Generally dental offices have a fee schedule, or a list of prices for the dental services or procedures they offer.
Dental insurance companies have similar fee schedules which is generally based on Usual and Customary dental services,
an average of fees in your area. When a dentist signs a contract with a dental insurance company that provider agrees
to match the insurance fee schedule and give their customers a reduced cost for services,
this is considered an In-Network Provider or Participating Provider network (PPO).
Depending on your specific plan, if you seek an Out-of-Network or Non-Participating Provider,
any difference of fees will become the financial responsibility of the patient unless otherwise specified in your dental policy.
Some dental insurance plans may have waiting period restrictions.
This is a period of time before certain benefits will be covered.

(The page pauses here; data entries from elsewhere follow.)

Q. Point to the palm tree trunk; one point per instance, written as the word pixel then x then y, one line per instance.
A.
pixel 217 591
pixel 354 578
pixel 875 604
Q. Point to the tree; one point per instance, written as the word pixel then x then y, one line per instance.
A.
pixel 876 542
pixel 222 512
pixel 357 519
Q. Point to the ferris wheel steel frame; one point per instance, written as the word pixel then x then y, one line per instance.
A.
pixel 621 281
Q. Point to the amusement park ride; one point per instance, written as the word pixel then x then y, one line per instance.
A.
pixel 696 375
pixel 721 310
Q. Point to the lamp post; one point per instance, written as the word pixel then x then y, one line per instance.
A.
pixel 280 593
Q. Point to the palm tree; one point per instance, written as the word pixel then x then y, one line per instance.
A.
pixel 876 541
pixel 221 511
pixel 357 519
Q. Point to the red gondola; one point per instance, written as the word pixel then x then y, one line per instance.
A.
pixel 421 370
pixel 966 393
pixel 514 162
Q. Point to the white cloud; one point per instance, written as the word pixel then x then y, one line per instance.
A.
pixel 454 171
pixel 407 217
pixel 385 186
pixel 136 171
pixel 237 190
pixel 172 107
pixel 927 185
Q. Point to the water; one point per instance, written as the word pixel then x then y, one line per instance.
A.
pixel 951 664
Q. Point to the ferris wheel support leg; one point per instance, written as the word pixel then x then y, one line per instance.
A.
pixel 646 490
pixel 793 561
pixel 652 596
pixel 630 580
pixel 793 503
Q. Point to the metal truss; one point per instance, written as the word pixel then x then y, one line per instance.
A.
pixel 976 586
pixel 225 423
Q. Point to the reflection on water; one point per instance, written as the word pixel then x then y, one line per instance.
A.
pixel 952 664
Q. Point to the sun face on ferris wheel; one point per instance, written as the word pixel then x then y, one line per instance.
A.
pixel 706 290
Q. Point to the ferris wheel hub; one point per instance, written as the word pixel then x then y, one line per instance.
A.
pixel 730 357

Often set in place when you are a new enrollee or seek out an independent plan outside of an employer or group.
Dental insurance companies set services or procedures into categories and refer to them with American Dental Association (ADA) codes.
As an example, Preventative and Diagnostic procedures often include exams, x-rays, and basic cleanings or prophylaxis.
Basic procedures often include fillings, periodontics, endodontics, and oral surgery. Major procedures often are crowns,
dentures, and implants. Procedures such as periodontics, endodontics, and oral surgery may fall into the
Major category depending on your specific plan with specific fee schedules and co-payments.
Many dental insurance plans offer free semi-annual preventative treatment.
Fillings, crowns, implants and dentures may have various limitations.